ISBN-13: 9780373755776
Publisher: Harlequin
Publication date: 07/07/2015
Series: Harlequin American Romance Series , #1556
Edition description: Original
Pages: 224
Product dimensions: 4.10(w) x 6.60(h) x 0.90(d)

About the Author

Barbara White Daille lives with her husband in the wild Southwest, where they deal with lizards in the yard and scorpions in the bathroom.

Barbara writes home and family stories filled with quirky characters and determined matchmakers. She loves books, tea, chocolate and, most of all, her DH (Dear Hero).

Visit her at www.barbarawhitedaille.com and look for her on Facebook & Twitter!

Read an Excerpt

Some days started off right, then took a wrong turn. The minute Pete Brannigan walked into his ranch-house kitchen, he discovered this would be one of those days.

"Daddy!" his five-year-old daughter, Rachel, exclaimed. "Can Mama come to my graduation?"

His nanny and housekeeper, Sharon D'Angelo, turned from inspecting the contents of the refrigerator. The brief glance he exchanged with her held an entire conversation. They both knew the question wasn't could his ex-wife fly home for this milestone in her daughter's life, but would she?

"Good morning to you, sweetheart." He ruffled Rachel's wavy blond hair—so like her mama's—and reached over to the high chair to chuck his two-year-old son, Eric, under the chin. "And you, too, little man."

Eric gurgled something and handed him a soggy piece of cereal.

"Do you think Mama will come to see my graduation, Daddy?" Rachel asked.

He took his seat at the kitchen table beside her and said carefully, "I'm sure if she's not working the day you graduate, she'll be here." Not an outright fib.
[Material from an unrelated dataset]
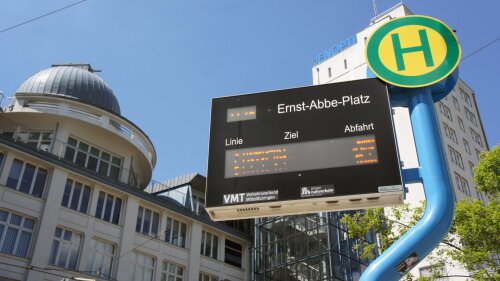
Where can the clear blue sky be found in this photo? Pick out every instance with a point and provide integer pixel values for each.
(166, 59)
He would never lie to his kids or to anyone. Anyway, who knew what his ex-wife would do. Marina might take time from her jet-setting, fashion-model career to think of the kids she'd left behind. Although, as history had already shown, it didn't seem likely.

"Miss Loring said we get our invitations today. I'm inviting you and Mama and Eric and Sharon." She counted off on her fingers. "And Tina and Robbie and Paz." Tina was one of his boss's granddaughters. Robbie and Paz were Tina's son and grandmother. "And Bingo, too."
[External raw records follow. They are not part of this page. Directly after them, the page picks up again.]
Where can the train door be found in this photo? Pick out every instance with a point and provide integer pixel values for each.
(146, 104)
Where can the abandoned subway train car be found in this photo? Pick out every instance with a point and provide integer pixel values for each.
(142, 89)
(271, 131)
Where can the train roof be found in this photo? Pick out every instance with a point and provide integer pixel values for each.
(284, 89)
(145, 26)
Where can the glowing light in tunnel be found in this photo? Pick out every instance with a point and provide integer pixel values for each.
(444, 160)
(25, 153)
Smiling, he shook his head. "I don't think they'll let ponies into the school auditorium."

"Why?"

"They won't fit in the chairs."

"Oh. Well, I'll show Bingo the pictures later."

When Sharon held up the coffeepot, he nodded his thanks. He had long ago had a solitary breakfast here in the kitchen while she and his children still slept. As manager of Garland Ranch, he started work at an early hour, but as often as he could, he made it his business to get back to the house to see his daughter before she left for school.

"What about Grandpa Jed?" he asked Rachel.

"Of course Grandpa Jed," she said, rolling her eyes as if Jed Garland's presence at her graduation was a given. And it would be. "He wants to come, too, right?"

"Sweetheart, he wouldn't miss it."

Jed had always treated Rachel and Eric as if they were his own grandkids. Heck, from the time Pete had come to work as a wrangler here on the ranch, fresh out of high school, the old man had treated him like one of the family.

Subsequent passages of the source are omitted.